At line $10$, we handle $sqrtn$ separately cause when $N$ is a perfect square we don't get different values for $\{A, B\}$ pair. For example, for $49$ we have a divisor pair $7\times 7$. We need to add $7$ only once in our result.

## Using Prime Factorization

It is possible to find $SOD(N)$ using the prime factorization of $N$. Let us see an example for it.

$Let \: N=12,\\ SOD(12)= 1 + 2 + 3 + 4 + 6 + 12,\\ SOD(12) = (2^0\times3^0) + (2 ^1\times 3^0) + (2^0 \times 3^1) + (2^2 \times 3^0) + (2^1 \times 3^1) + (2^2 \times 3^1) \\ SOD(12) = 2^0 ( 3^0 + 3^1 ) + 2^1 ( 3^0 + 3^1 ) + 2^2 ( 3^0 + 3^1 ),\\ SOD(12) = ( 2^0 + 2^1 + 2^2 ) \times ( 3^0 + 3^1)$.
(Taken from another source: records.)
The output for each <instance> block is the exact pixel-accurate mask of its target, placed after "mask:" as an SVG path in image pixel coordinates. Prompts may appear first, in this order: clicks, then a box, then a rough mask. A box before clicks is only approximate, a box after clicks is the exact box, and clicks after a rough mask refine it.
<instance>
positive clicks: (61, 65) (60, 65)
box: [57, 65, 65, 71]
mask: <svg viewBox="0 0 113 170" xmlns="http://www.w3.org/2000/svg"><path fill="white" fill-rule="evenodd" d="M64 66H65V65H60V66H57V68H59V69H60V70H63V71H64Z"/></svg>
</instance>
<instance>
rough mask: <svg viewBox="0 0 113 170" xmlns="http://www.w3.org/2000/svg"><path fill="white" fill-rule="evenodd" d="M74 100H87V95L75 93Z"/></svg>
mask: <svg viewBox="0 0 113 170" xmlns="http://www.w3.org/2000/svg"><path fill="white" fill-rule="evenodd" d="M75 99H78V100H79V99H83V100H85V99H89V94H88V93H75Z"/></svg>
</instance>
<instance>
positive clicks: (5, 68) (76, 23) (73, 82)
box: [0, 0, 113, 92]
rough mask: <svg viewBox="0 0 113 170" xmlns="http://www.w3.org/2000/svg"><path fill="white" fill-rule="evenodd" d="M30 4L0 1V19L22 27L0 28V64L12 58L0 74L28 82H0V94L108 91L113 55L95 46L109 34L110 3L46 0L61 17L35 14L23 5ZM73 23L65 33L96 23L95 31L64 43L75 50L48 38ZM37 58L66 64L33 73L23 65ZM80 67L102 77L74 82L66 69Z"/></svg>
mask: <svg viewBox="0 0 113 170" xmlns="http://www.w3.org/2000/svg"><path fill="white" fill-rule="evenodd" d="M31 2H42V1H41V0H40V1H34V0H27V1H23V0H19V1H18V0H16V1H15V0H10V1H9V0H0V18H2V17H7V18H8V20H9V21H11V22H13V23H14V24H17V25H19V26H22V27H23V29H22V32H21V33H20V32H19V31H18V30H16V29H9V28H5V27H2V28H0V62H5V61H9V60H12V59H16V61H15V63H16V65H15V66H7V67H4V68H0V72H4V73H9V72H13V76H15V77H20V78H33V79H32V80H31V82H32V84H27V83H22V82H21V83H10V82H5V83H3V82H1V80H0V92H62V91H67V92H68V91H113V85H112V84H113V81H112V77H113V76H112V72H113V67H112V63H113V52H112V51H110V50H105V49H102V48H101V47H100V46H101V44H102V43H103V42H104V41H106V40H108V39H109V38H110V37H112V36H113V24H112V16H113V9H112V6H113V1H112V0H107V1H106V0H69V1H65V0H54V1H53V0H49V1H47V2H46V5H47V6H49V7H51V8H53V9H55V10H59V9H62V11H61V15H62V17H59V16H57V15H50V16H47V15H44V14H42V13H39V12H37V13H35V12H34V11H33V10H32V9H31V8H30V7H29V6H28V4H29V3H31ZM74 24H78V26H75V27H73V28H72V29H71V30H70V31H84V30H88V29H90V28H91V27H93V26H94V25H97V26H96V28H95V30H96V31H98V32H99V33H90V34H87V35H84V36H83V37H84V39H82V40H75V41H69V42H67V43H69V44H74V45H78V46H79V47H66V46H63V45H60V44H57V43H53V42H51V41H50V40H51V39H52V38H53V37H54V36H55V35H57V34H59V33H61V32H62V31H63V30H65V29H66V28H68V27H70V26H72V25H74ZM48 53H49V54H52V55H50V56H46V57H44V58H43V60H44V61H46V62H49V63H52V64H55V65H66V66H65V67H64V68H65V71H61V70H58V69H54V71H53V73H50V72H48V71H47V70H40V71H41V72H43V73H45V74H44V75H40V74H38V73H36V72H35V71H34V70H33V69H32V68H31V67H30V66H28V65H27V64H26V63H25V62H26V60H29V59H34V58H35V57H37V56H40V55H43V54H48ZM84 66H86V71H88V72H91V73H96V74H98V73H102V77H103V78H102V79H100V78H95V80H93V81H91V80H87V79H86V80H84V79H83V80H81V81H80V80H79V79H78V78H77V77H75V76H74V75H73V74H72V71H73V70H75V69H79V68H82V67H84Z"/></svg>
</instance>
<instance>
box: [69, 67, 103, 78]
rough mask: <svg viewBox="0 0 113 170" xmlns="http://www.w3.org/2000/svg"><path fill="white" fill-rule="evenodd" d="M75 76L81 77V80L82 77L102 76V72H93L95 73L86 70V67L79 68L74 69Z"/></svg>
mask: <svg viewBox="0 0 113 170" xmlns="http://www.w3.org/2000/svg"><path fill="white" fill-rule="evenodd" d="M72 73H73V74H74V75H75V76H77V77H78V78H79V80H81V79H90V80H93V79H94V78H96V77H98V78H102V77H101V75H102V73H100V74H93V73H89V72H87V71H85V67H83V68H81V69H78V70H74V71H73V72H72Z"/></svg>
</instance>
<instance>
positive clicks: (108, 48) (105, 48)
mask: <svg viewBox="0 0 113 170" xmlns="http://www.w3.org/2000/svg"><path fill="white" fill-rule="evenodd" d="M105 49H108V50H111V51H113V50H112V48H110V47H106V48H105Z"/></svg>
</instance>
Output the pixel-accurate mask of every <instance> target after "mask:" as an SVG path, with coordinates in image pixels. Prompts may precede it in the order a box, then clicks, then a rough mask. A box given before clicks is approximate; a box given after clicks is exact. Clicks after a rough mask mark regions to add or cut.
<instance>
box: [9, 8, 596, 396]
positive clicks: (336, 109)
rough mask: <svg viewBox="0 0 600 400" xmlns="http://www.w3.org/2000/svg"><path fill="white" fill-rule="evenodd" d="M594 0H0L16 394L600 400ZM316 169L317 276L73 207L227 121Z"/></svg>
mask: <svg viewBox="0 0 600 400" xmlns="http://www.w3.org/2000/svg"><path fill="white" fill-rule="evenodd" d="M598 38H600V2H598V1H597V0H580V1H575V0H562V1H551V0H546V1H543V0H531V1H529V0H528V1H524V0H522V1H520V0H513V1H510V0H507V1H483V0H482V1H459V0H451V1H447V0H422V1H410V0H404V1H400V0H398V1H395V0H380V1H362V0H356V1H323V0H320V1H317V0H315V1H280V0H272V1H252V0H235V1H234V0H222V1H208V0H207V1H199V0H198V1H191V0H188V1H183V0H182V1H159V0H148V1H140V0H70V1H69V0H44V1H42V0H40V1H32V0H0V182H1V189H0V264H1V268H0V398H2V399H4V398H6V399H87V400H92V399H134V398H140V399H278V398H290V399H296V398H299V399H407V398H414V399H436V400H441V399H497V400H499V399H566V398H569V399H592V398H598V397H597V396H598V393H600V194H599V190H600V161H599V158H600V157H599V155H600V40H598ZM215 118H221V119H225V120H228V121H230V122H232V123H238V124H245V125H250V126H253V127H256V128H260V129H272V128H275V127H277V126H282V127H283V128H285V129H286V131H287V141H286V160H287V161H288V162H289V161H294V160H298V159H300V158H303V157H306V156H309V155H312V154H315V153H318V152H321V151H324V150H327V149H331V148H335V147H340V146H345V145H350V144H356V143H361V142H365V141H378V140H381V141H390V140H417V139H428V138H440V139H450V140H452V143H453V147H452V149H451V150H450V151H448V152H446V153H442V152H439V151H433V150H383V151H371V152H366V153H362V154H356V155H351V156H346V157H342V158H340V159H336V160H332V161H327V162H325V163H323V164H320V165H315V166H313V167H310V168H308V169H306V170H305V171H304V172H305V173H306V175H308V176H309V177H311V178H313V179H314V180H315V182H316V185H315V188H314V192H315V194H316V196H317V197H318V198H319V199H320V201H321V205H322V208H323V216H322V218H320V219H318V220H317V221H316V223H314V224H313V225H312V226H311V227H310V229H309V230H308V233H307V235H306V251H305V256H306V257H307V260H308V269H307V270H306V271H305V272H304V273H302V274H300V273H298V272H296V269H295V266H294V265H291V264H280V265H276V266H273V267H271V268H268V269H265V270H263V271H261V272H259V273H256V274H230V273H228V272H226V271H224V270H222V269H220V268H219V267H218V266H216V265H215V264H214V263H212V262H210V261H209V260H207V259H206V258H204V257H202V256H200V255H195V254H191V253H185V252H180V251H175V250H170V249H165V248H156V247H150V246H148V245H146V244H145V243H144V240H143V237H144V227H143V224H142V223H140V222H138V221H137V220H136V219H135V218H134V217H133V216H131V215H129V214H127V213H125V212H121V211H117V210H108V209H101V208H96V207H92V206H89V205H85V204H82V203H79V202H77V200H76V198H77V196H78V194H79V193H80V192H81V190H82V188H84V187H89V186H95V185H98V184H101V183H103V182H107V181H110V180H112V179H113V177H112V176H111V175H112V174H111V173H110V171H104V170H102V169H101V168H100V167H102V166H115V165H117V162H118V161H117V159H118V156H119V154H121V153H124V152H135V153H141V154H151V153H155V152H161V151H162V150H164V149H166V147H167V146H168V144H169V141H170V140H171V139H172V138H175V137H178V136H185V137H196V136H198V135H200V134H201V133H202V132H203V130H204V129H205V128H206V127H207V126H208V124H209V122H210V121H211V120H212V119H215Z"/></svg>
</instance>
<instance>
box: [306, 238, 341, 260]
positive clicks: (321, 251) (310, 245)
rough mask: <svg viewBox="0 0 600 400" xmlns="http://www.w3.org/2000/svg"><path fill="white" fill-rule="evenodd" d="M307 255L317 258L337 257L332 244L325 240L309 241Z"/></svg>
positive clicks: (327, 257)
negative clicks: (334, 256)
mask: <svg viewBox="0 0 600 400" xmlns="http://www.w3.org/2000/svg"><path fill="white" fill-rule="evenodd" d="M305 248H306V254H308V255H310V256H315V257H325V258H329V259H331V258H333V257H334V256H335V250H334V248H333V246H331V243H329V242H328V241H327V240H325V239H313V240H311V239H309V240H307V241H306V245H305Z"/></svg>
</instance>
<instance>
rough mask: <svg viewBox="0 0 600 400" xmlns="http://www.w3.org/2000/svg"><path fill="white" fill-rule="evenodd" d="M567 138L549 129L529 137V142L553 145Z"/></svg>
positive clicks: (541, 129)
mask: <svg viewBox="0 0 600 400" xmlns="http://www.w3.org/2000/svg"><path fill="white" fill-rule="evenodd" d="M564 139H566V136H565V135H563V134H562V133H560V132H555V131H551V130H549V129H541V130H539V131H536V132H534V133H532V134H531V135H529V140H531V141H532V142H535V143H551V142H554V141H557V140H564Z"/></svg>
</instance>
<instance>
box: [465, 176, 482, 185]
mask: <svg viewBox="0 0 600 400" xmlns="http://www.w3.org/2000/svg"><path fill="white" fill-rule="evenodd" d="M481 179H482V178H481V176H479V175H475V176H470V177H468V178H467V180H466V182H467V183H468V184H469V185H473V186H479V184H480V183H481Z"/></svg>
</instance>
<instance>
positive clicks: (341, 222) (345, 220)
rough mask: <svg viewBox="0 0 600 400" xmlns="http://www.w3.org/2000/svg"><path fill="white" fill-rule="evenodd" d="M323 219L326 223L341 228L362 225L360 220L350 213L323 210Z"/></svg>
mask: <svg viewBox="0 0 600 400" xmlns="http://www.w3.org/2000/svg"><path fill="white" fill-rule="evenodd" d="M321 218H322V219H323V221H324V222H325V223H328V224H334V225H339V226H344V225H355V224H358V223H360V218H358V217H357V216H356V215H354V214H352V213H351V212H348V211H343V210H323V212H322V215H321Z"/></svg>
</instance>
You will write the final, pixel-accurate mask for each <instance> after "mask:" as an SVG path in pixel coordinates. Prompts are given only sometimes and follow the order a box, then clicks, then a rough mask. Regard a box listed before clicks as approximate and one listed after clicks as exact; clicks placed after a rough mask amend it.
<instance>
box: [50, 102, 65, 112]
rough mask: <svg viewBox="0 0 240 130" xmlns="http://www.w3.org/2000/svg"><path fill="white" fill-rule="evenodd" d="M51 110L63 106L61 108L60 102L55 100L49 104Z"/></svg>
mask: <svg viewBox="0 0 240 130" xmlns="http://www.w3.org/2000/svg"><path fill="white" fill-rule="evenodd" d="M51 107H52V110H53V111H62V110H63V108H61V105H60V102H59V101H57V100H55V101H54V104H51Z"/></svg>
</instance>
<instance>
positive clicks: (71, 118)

This pattern emerges with any value of N. More generally, if $N= p_1^{a_1} \times p_2^{a_2} \times ... p_k^{a_k}$, then $$SOD(N) = (p_1^0 + p_1^1 + p_1^2 ... p_1^{a_1} ) \times (p_2^0 + p_2^1 + p_2^2 ... p_2^{a_2} ) \times ... (p_k^0 + p_k^1 + p_k^2 ... p_k^{a_k} )$$Using this formula and our code for Prime Factorization, we can write the function $SOD(N)$. This code is similar to $factorize()$. We only need to modify it in few places.
int SOD( int n ) {
int res = 1;
int sqrtn = sqrt ( n );
for ( int i = 0; i < prime.size() && prime[i] <= sqrtn; i++ ) {
if ( n % prime[i] == 0 ) {
int tempSum = 1; //Contains value of (p^0+p^1+...p^a)
int p = 1;
while ( n % prime[i] == 0 ) {
n /= prime[i];
p *= prime[i];
tempSum += p;
}
sqrtn = sqrt ( n );
res *= tempSum;
}
}
if ( n != 1 ) {
res *= ( n + 1 ); //Need to multiply (p^0+p^1)
}
return res;
}

For each prime we find in factorization, we need to find the corresponding value of $(p^0+p^1+...p^a)$. For that, we use $tempSum$ in line $6$. It contains $p^0$ initially. Then for each successful division at line $8$, we increase the power of $p$ in line $10$ and add it to $tempSum$ in line $11$. Eventually, we multiply the final sum to result at line $14$.

In line $17$, we check if we are left with a sole prime remainder. In this case, we know that $n$ is a prime so we simply multiply $p^0 + p^1 = 1 + n$ to the result.